Vivir sin agua ni luz eléctrica, rondando el faro, es parte de la cultura. Foto: R. Figueredo
Vivir sin agua ni luz eléctrica, rondando el faro, es parte de la cultura. Foto: R. Figueredo

El verde y las dunas.

En Cabo Polonio hay 1.400 héctareas forestadas y la Dinama prevé sacar 800 de raíz a lo largo de un lustro. El monte es el principal agente que atenta contra el sistema dunar y sobre todo contra sus cumbres. Nadie tiene dudas al respecto. Pero es otro problema surgido por acción del propio Estado, aunque en todo el parque nacional, que ocupa 3.400 hectáreas, tenga una minoría de la superficie en comparación con la propiedad de privados. El sector de viviendas que despierta polémicas representa por su parte solo el 1,5% de todo el parque.

"Si la tala del monte es prioritaria, una preocupación pública, el Estado no precisa un plan de manejo para hacerse cargo del retiro de su propio monte, que está dañando las dunas. Pero cuando uno mira cómo habla el intendente de Rocha, la operación estrella no es la tala de monte sino sacar 26 casas", indicó Luis Oreggioni.

Los pobladores actuales de Cabo Polonio se preocupan por hacer comprender eso: el Estado fue el que dio los primeros pasos en una especie de proto-ordenamiento territorial conectado a tareas productivas. Así colonizó las playas, cuando la gerencia de lobería instó a conceder casas, aunque dejando establecido lo que tampoco nadie cuestiona: de la puerta para afuera no existe la propiedad privada, no hay "jardines" con nombre y apellido, los predios son públicos, por los caminos sinuosos entre rancho y rancho cualquiera puede andar.

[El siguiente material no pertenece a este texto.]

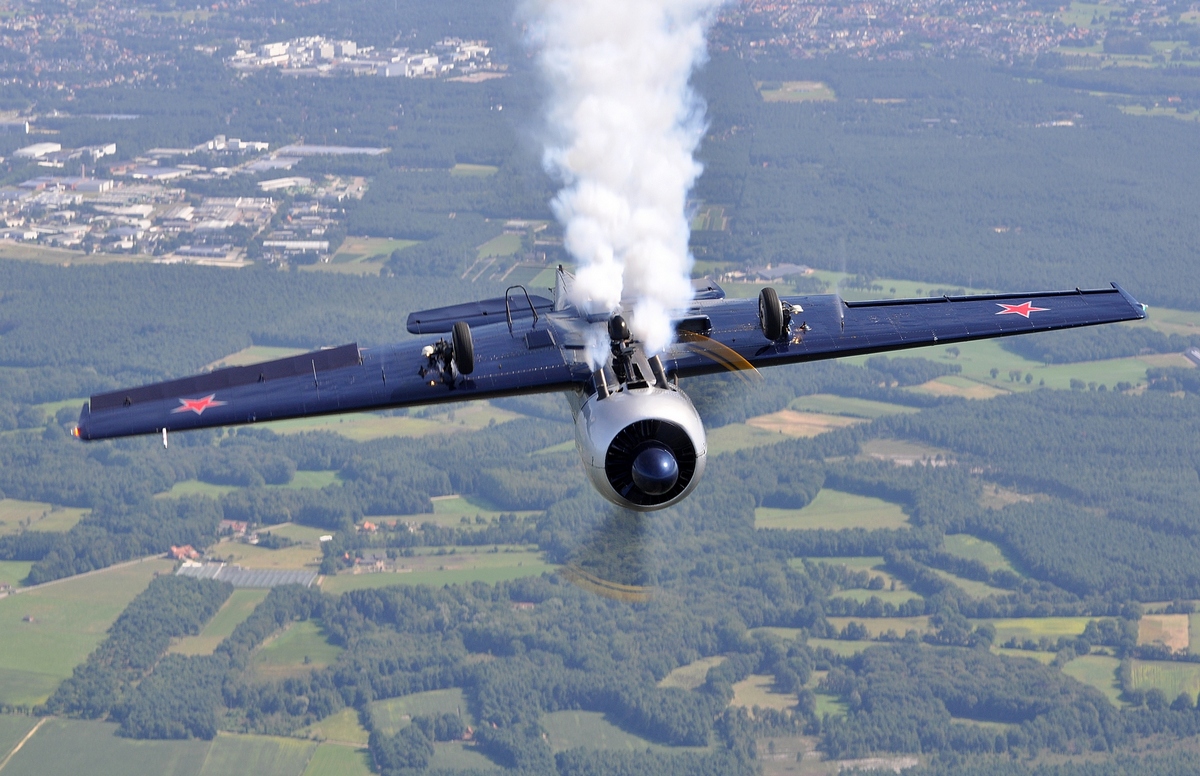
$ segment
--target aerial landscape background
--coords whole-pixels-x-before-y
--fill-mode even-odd
[[[1200,5],[729,3],[694,276],[1146,320],[83,444],[86,398],[547,294],[510,2],[0,0],[0,776],[1200,773]],[[224,564],[224,565],[221,565]]]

"Las casas que se quiere demoler guardan una larga historia; para decir que son inconvenientes se esgrime que tienen problemas de saneamiento pero eso se da en todo Cabo Polonio y es mitigable con resoluciones muy sencillas. Es un argumento forzado en relación a esas casas del borde costero", contó Oreggioni

Otro argumento, el del acceso público al borde rocoso parece darse de bruces con la identidad de Cabo Polonio, en donde lo atractivo es el paisaje cultural. "Es probable que hoy no construiríamos esas 26 casas que tienen el coraje de enfrentarse a la naturaleza", reflexionó el arquitecto. "Pero ellas dan cuenta de una sensibilidad asociada a una lógica de construcción impulsada por el Estado, una poesía de otra época, un pueblito espontáneo como los que admiramos en el Mediterráneo o el Adriático, una construcción cultural que da identidad y genera recursos".

Por el Polonio transitan 90 mil personas al año, y la contaminación de las napas freáticas se verificó solo en verano, según estudio del Clemente Estable. Para los entrevistados, ese drama se vincula más bien al turismo masivo de los hostels.

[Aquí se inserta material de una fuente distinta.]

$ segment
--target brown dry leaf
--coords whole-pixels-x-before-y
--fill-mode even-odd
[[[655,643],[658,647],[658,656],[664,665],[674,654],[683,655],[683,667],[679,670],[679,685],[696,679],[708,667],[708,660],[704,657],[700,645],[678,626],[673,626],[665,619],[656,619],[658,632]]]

Advierten sobre daños peores en las costas

Con las fotos de las casitas que se quieren tirar abajo, el Ministerio de Turismo vende el Cabo Polonio en el mundo, señalan los residentes, que se dividen en originarios y permanentes, permanentes radicados hace dos décadas, y no permanentes, sean turistas de verano o comerciantes, algunos de ellos propietarios y otros, tenedores.

"El Plan de Manejo no da certidumbres ni a los pobladores, ni a los residentes ni a los propietarios. No involucra a la comunidad. Los realojos dependerán de estudios de impacto", dice Manini. Tampoco hay coincidencia con la superficie a adjudicar. Ante la premura por aprobar el Plan de Manejo, los pobladores aceptan que el tema lleva mucho tiempo sobre el tapete pero puntualizan que el Estado desapareció durante cuatro años, desde fines de 2013, cuando antes, entre 2009 y 2012 había contratado a una consultora que terminó elaborando un Plan de Manejo y otro de Ordenamiento Territorial.

Arquitectos, urbanistas y expertos en biología participaron en reuniones y también hubo asambleas con pobladores. Pero ese producto quedó desechado y no se hizo público por qué. Según los pobladores, ahora se impondrá un modelo estándar, no a la medida del Polonio, contraviniendo la ley al innovar sin saber qué daño mayor podrá sobrevenir.